After a year of extraordinary circumstances and challenges, city leaders are faced with a new question—how can they retain and build on the community partnerships and engagement initiatives borne out of necessity? To help answer that, we spoke with a few people working on the front lines of civic engagement: Karthick Ramakrishnan, Professor of Public Policy at the University of California, Riverside; Karen Kixmiller of the Department of Budget and Evaluation for the City of Greensboro, NC; Jeremy Kazanjian-Amory, Senior Manager of Engagement and Outreach for the Department of Youth Engagement & Employment in Boston, MA; and Fawaz Mass, Capital Project Manager for the City of Boston.
Here are a few key takeaways from our discussion:
- To ensure ongoing civic engagement, a fair redistricting process, and a successful 2030 census, stakeholders have to ensure that we don’t fall into the habit of a 10-year boom and bust cycle of engagement, in part by continuing to engage with the groups who formally or informally assisted in the census process.

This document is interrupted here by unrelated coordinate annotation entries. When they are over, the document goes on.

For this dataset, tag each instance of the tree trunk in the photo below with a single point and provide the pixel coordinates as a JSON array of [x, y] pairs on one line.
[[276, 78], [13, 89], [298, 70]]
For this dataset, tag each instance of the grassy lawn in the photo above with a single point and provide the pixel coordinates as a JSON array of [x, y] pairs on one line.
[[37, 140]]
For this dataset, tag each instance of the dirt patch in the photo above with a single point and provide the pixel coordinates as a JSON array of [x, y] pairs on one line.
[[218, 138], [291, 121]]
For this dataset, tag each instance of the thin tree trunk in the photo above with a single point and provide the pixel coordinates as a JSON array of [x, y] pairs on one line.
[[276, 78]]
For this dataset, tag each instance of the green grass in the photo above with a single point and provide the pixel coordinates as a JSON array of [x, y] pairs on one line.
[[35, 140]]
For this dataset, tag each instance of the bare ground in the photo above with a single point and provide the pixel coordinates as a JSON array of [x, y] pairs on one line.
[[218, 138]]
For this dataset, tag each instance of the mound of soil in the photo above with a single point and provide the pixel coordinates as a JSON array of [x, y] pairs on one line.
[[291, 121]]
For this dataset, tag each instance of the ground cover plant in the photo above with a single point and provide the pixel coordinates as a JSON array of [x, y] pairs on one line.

- Civic engagement is most successful when cities meet their residents where they are—including having door-knockers work in their own neighborhoods, accounting for digital divides, and working closely with trusted community groups.
- Creating long-term, productive relationships with young people in the community requires trust that goes both ways. Young people are drawn to civic engagement when they are able to take meaningful action and have their ideas and experiences legitimized by their local government.